A mother who said she takes care of her son with a mental health issue, spoke tenderly about how young Kenyan men in Worcester do not have positive male role models to look up to. She explained how she had always thought her husband did not feel any pain about the state of their son, until he came from Kenya (where he lives and works) to visit his son at Bridgewater.

"When my son saw his father," she said in her calm gentle voice, "he said that he wanted to visit with only him, and not me or his sister. He sat down with him, just the two of them, holding hands, for two hours."

She added that that it was only after this incident that she understood how much anguish men feel to see their children suffer from mental illness:

"My husband told me that it hurts him more than I will ever understand."

In response, one man stood up to say that he and a group of other men have decided to come together to "bring the men back to our homes."

"Yesterday," he explained, "we launched the Kenyan Men of Worcester, an association that aims to bring back the father figure to our community. We are saying that drinking is not everything. We need to stop these nyama chomas (a Kenyan delicacy consisting mainly of fire-roasted goat meat) we have all the time."

"There are far too many young Kenyan men in jail in Worcester, and we can mitigate this by becoming positive role models for them."


To reiterate the communal nature of mental health, another man said that while he was a nursing student doing ward rounds, one of the instructors gave another student a patient to work with. The patient turned out to be Kenyan. Everyone in the class started talking about her, making the Kenyan student feel so bad.

"Why can't I take care of one of our own?" he asked. "Why are we able to take care of 20 to 30 mentally ill patients but not our own? We really need to give ourselves and our services to our community."

Harrison Maina of Ajabu Africa Media spoke at length about the ubiquity of mental illness:

"We have all encountered mental illness in one form or another all our lives. I had two relatives die of suicide when I was very young, but nobody talked about the cause of deaths, although we later came to find out it was suicide.

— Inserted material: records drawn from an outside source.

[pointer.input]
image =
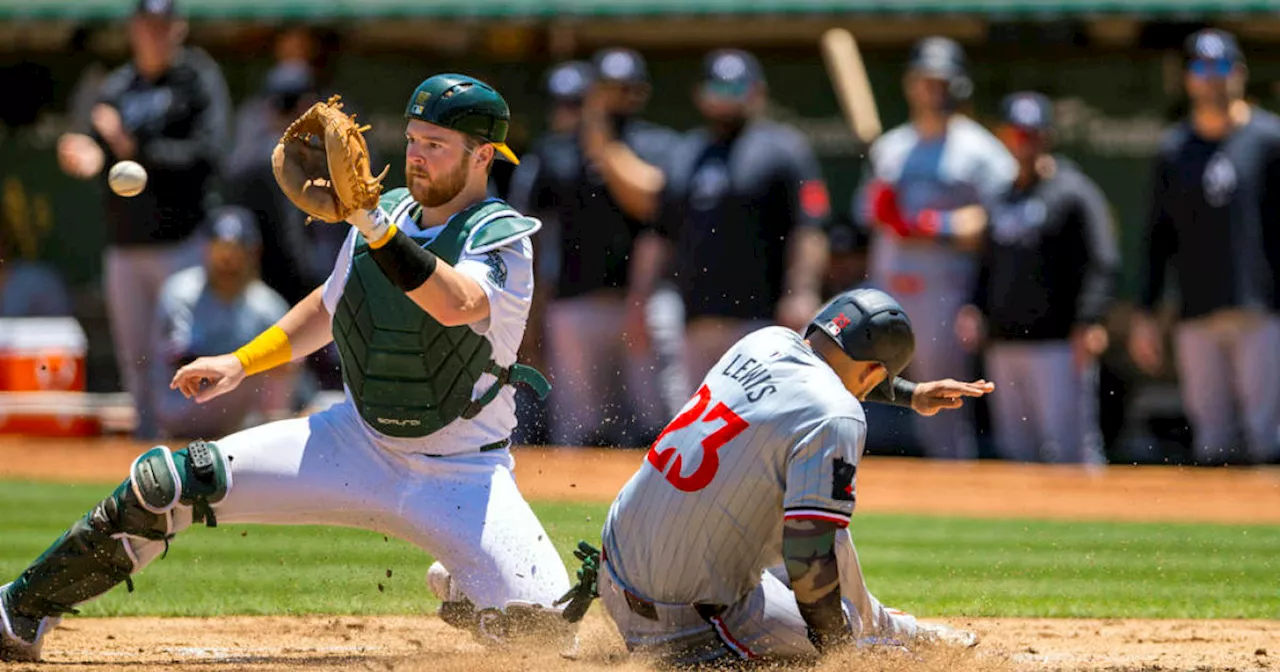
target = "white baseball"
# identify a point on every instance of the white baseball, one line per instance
(127, 178)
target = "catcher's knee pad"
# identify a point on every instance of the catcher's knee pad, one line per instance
(97, 552)
(197, 475)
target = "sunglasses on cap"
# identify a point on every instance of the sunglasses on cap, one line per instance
(1215, 68)
(1018, 135)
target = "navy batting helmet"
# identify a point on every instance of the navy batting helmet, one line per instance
(871, 327)
(942, 58)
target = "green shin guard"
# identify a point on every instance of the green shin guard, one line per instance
(96, 553)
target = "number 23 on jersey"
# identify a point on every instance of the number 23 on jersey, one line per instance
(717, 428)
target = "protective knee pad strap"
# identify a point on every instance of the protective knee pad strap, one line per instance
(516, 621)
(206, 478)
(155, 480)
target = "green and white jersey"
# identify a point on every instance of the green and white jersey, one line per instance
(504, 272)
(771, 434)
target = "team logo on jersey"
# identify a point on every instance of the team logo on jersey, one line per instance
(400, 421)
(1019, 223)
(1219, 181)
(842, 485)
(497, 268)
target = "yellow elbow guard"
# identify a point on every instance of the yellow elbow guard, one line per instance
(265, 352)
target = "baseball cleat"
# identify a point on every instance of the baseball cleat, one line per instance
(946, 635)
(439, 580)
(21, 638)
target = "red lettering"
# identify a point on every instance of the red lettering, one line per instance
(711, 444)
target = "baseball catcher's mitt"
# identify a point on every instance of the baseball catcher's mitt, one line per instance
(321, 164)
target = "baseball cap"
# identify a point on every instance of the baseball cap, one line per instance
(167, 9)
(1212, 44)
(567, 82)
(938, 56)
(731, 73)
(620, 65)
(233, 224)
(1028, 110)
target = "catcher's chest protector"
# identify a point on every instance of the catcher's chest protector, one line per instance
(408, 374)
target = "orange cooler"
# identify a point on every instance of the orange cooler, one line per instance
(42, 378)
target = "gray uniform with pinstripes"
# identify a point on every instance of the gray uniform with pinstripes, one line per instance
(700, 524)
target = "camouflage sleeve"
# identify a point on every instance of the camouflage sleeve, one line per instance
(821, 470)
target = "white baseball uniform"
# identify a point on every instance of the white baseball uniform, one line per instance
(437, 492)
(693, 544)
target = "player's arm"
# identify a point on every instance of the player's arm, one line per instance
(965, 227)
(209, 133)
(650, 257)
(809, 552)
(1102, 252)
(305, 329)
(1144, 341)
(635, 184)
(452, 297)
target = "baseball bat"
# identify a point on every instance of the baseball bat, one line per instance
(849, 80)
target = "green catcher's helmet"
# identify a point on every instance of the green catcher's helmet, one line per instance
(464, 104)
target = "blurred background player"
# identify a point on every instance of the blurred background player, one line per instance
(1046, 282)
(168, 110)
(1214, 216)
(594, 182)
(213, 309)
(30, 288)
(741, 222)
(566, 87)
(929, 183)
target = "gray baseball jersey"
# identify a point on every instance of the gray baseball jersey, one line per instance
(771, 434)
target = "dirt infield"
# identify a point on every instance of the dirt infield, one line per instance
(885, 485)
(426, 644)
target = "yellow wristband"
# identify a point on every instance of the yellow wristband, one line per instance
(268, 351)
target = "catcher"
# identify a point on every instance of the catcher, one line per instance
(426, 304)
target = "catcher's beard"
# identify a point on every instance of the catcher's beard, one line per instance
(437, 191)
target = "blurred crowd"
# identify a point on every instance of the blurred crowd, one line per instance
(662, 247)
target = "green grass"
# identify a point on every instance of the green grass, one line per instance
(929, 566)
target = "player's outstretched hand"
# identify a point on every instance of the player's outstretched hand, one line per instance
(208, 378)
(936, 396)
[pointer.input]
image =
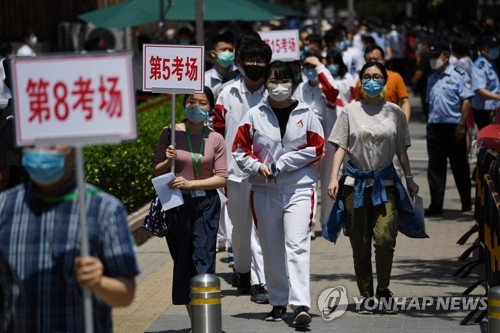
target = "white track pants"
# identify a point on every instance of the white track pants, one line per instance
(325, 173)
(283, 224)
(246, 246)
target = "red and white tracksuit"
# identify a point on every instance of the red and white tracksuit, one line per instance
(283, 210)
(322, 99)
(233, 103)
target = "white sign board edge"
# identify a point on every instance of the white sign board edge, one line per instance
(66, 68)
(168, 52)
(291, 33)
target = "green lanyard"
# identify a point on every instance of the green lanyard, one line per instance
(196, 163)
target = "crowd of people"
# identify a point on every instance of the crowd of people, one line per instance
(253, 152)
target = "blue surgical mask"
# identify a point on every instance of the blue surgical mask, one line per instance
(225, 59)
(493, 53)
(372, 88)
(44, 167)
(196, 114)
(340, 46)
(311, 74)
(334, 69)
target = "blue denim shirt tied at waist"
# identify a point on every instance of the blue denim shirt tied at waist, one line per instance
(379, 195)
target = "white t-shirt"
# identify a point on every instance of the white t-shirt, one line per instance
(371, 135)
(26, 51)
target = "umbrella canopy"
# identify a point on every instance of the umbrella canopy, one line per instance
(278, 9)
(137, 12)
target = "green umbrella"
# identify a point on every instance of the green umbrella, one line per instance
(137, 12)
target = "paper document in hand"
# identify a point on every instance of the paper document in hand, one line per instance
(169, 198)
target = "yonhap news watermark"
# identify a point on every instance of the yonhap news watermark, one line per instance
(334, 302)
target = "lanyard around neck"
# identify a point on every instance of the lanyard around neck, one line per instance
(196, 163)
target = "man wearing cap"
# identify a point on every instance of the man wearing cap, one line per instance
(485, 82)
(449, 91)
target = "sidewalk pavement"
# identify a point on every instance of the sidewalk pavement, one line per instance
(422, 268)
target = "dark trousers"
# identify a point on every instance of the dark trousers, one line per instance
(191, 238)
(441, 147)
(377, 225)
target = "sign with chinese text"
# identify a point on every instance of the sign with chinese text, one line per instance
(174, 67)
(74, 98)
(284, 43)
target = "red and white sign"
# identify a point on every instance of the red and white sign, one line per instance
(82, 98)
(284, 43)
(174, 67)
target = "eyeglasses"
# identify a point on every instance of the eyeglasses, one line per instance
(273, 83)
(378, 78)
(255, 62)
(197, 102)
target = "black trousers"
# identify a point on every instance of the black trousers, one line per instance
(191, 238)
(441, 147)
(483, 118)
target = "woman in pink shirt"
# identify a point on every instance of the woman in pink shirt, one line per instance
(200, 169)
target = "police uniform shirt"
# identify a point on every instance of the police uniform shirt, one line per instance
(445, 94)
(484, 76)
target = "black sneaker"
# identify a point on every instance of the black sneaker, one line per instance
(367, 306)
(301, 316)
(244, 283)
(432, 212)
(258, 294)
(386, 301)
(278, 313)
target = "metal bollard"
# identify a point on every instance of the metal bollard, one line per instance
(206, 304)
(494, 309)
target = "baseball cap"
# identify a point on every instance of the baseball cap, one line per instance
(437, 48)
(488, 41)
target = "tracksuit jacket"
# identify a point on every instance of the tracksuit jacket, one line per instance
(258, 140)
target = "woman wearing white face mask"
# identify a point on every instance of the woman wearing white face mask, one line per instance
(200, 169)
(278, 144)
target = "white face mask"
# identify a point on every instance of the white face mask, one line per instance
(280, 92)
(436, 63)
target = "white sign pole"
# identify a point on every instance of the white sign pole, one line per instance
(172, 131)
(74, 100)
(80, 179)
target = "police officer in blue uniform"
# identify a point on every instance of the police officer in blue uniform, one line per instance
(485, 82)
(449, 91)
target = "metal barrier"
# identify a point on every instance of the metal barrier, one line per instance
(487, 215)
(206, 304)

"We need to stop stigmatizing suicide. We need to talk mental illness it as a community.

He added that recently, Ajabu Media reporters had come across about 35 homeless Kenyans in the city of Lowell, all of them a result of mental illness and domestic violence issues.

"According to reliable reports we have gathered, this year alone, we have lost 5 Kenyans to suicide in Massachusetts alone."

Dr. Mercy Kamau opined that perhaps Kenyan boys in the US are missing something by not going through circumcision as a rite of initiation into adulthood as is customarily done in Kenya. Kibathi and Michael Chege, a business entrepreneur in the area responded to this by agreeing that it is important to teach our children about our cultures. As an example, Kibathi pointed out that he had refrained from the American practice of infant circumcision for his son, and waited until the boy was eleven, when he started talking to him about the ritual and its importance. When he turned 13, he got circumcised and his dad and his friends congratulated him on this crucial milestone.

Thus, the central theme that emerged from the fundraiser, which eventually managed to garner slightly more than the stated goal of $2,000, was that mental illness can be mitigated and alleviated by communalism, by the members of the community coming together as Kenyans with common roots in the Diaspora.

The much needed community debates continues this Sunday when all concerned Kenyans are invited to attend from 3pmto 6pm at the CCF church on 105 Princeton Boulevard.